A recent global study on the impact of the pandemic on prison health by the Thailand Institute of Justice found that not all countries have been able to provide timely diagnosis and medical attention for non-COVID-19 conditions. Due to restrictions in many countries, coupled with the substantial resources directed to pandemic response, healthcare services for people in prison have had periods where they were limited to emergency services, sometimes for months. There are reports from Bulgaria, Iran, Sri Lanka, Turkey and elsewhere, that people in prison with chronic health conditions were unable to access treatment or to be transferred to hospitals. External medical appointments including for physiotherapy, optical and dental care have been suspended for various periods in the UK and South Africa.

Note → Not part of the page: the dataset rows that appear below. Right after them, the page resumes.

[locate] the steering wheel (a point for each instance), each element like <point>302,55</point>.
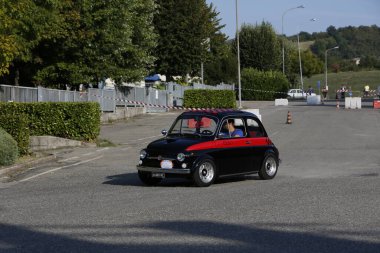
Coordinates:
<point>208,132</point>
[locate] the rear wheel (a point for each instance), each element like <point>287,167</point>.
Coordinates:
<point>146,178</point>
<point>205,173</point>
<point>269,167</point>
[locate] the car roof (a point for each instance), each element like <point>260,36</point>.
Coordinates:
<point>220,113</point>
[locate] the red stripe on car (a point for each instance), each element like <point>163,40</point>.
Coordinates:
<point>231,143</point>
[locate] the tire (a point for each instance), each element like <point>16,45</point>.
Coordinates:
<point>205,173</point>
<point>147,179</point>
<point>269,167</point>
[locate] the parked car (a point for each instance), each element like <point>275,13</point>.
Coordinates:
<point>198,146</point>
<point>298,94</point>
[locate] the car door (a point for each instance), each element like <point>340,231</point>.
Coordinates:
<point>258,142</point>
<point>233,154</point>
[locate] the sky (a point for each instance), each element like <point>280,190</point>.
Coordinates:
<point>339,13</point>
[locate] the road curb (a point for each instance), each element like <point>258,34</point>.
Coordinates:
<point>9,169</point>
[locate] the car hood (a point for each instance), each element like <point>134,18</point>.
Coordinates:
<point>173,145</point>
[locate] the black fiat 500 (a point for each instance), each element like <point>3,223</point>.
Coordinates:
<point>210,144</point>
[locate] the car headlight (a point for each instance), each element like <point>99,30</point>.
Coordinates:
<point>143,154</point>
<point>181,157</point>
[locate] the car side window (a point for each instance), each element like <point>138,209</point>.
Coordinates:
<point>254,129</point>
<point>232,128</point>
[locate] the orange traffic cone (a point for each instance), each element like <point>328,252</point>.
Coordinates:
<point>289,118</point>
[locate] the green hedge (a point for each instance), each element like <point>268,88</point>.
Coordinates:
<point>72,120</point>
<point>17,125</point>
<point>8,149</point>
<point>209,99</point>
<point>263,85</point>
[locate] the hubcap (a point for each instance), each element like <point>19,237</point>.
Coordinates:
<point>206,172</point>
<point>270,166</point>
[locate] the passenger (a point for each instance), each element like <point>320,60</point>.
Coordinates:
<point>233,132</point>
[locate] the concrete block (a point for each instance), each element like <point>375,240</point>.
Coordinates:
<point>348,101</point>
<point>313,100</point>
<point>358,102</point>
<point>281,102</point>
<point>353,103</point>
<point>254,111</point>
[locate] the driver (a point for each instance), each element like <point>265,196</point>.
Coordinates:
<point>232,131</point>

COVID-19-related measures in prisons have impacted the delivery of drug use-related interventions in some prisons, including group activities, interventions provided by external service-providers and pre-release support. While in Georgia, Estonia and Bosnia and Herzegovina, opioid agonist therapy continued to be provided to people in prison on a regular basis, in other places, like Lebanon, there were difficulties reported in implementing medical care and other support for people who use drugs. In Kenya, the large number of people released from prison in response to the pandemic – while positive in reducing prison overcrowding – reportedly curtailed access to critical drug treatment. Between March and June 2020, 15 European Union countries with available data reported severe disruptions to drug use services in prisons, including psychosocial counselling, group therapy and peer-led interventions, which continued to some extent throughout 2020. In a few countries, such as France and Luxembourg, drug use services were scaled up again as of June 2020.
Other infectious diseases including tuberculosis (TB), HIV and hepatitis C remain a major challenge in many prisons around the world and new data shows cases are on the increase in prisons. In Central and South America, a study published in 2021 found that TB cases among people in prison have increased by 269% between 2000 and 2018. TB prevalence is concentrated among people in prison, with 11% of all TB cases occurring among people in prison. Outbreaks of TB have been reported over the past year in Brazil’s prisons as well as Venezuela.

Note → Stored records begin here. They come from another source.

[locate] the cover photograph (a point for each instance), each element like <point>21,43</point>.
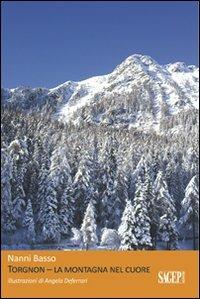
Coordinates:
<point>99,149</point>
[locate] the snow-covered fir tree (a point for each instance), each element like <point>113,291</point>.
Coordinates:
<point>28,223</point>
<point>89,227</point>
<point>142,228</point>
<point>149,194</point>
<point>190,208</point>
<point>126,229</point>
<point>51,225</point>
<point>7,211</point>
<point>108,188</point>
<point>167,213</point>
<point>83,186</point>
<point>18,154</point>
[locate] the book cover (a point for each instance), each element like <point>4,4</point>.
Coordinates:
<point>99,152</point>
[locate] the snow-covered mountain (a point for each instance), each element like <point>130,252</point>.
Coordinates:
<point>138,93</point>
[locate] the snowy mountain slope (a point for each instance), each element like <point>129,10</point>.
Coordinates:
<point>138,93</point>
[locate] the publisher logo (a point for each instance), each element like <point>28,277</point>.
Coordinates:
<point>171,277</point>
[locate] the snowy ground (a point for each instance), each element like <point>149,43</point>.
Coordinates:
<point>66,245</point>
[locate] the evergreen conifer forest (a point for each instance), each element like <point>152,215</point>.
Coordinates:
<point>98,183</point>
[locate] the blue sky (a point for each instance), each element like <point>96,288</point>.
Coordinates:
<point>47,43</point>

Since 2017, the estimated prevalence of HIV among people in prison has increased from 3.8% to 4.3%, meaning that people in prison are six times more likely to be living with HIV than the general population. There have been recent reports about HIV outbreaks in prison in India and a hepatitis C outbreak at a jail in Karachi, Pakistan.

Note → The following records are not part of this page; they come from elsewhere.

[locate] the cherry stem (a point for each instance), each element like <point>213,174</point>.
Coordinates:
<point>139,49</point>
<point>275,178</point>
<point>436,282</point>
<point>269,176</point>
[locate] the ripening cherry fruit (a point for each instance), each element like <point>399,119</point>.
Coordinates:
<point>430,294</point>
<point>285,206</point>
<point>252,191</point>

The disproportionate burden of HIV and hepatitis C in prisons remains linked to insufficient access to comprehensive harm reduction services in prisons, among other factors. The number of countries providing HIV services has not significantly increased in recent years and, where they are available, coverage of and access to these essential services remain inadequate. For example, the number of countries providing condoms and lubricants in at least one prison increased from 40 in 2017 to 45 in 2020; those with needle and syringe programmes increased from 8 to 10; and those providing opioid agonist therapy increased from 52 to 59. Out of the 124 countries with national viral hepatitis testing and treatment plans, only 28 (23%) have such interventions for people in prison. Women in prison continue to be even more likely to be living with HIV than men in prison. The latest data from UNAIDS shows that through 2020, the average HIV prevalence among women in prison was 5.2% (n=63 countries) and 2.9% (n=74 countries) among men.